Dry heat sterilisation does not corrode instruments and makes it possible to assess sterilisation efficacy [1].
Prevention culture
Dental practices are considered a work environment entailing a biological risk and therefore all practice personnel must be familiar with the protocols for minimising percutaneous injuries, which must be reviewed and checked regularly.
It is necessary to consider each patient a potential carrier of transmissible infectious disease, always maintaining a constant level of vigilance and adopting decontamination, disinfection and sterilisation procedures aimed at preventing or reducing the potential transmission of disease from patient to staff (dentists, dental hygienists, dental nurses and dental technicians), from staff to patient, and also from patient to patient.
Such conduct is also governed by specific legal provisions: the prevention of infectious risk is based on the systematic adoption of the measures referred to in Title X of Italian Legislative Decree 81/08 and the specific measures provided for by Italian Ministerial Decree of 28/9/90[6].
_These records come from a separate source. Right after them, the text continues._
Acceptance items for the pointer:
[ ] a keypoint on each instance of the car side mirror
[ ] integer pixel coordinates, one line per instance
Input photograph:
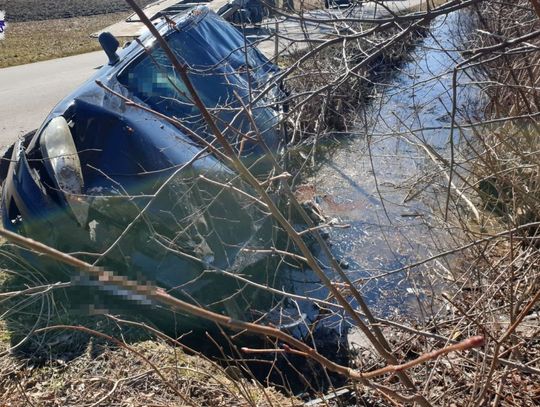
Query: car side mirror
(110, 44)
For the safety of practitioners and patients, Zhermack offers the vast range of Zeta Hygiene products, designed for specific uses against the main types of microorganism and compliant with the most recent European regulations.
References
[1] Sebastiani FR, Dym H, Kirpalani T. Infection Control in the Dental Office. Dent Clin North Am. 2017 Apr;61(2):435-457;
[2] Thomas MV, Jarboe G, Frazer RQ. Infection control in the dental office. Dent Clin North Am. 2008 Jul;52(3):609-28;
[3] Araujo MW, Andreana S. Risk and prevention of transmission of infectious diseases in dentistry. Quintessence Int. 2002 May;33(5):376-82;
[4] McCarthy GM. Risk of transmission of viruses in the dental office. J Can Dent Assoc. 2000 Nov;66(10):554-5, 557;
[5] Sebastiani FR, Dym H, Kirpalani T. Infection Control in the Dental Office. Dent Clin North Am. 2017 Apr;61(2):435-457;
[6]https://online.scuola.zanichelli.it/fondamentignatologia/files/2022/08/La_dinfezione_in_ambito_odontoiatrico.pdf
[7] Cabrera-Tasayco FDP, Rivera-Carhuavilca JM, Atoche-Socola KJ, Peña-Soto C, Arriola-Guillén LE. Biosafety Measures at the Dental Office After the Appearance of COVID-19: A Systematic Review. Disaster Med Public Health Prep. 2021 Dec;15(6):e34-e38.
[8] Miller CH, Tan CM, Beiswanger MA, Gaines DJ, Setcos JC, Palenik CJ. Cleaning dental instruments: measuring the effectiveness of an instrument washer/disinfector. Am J Dent. 2000 Feb;13(1):39-43.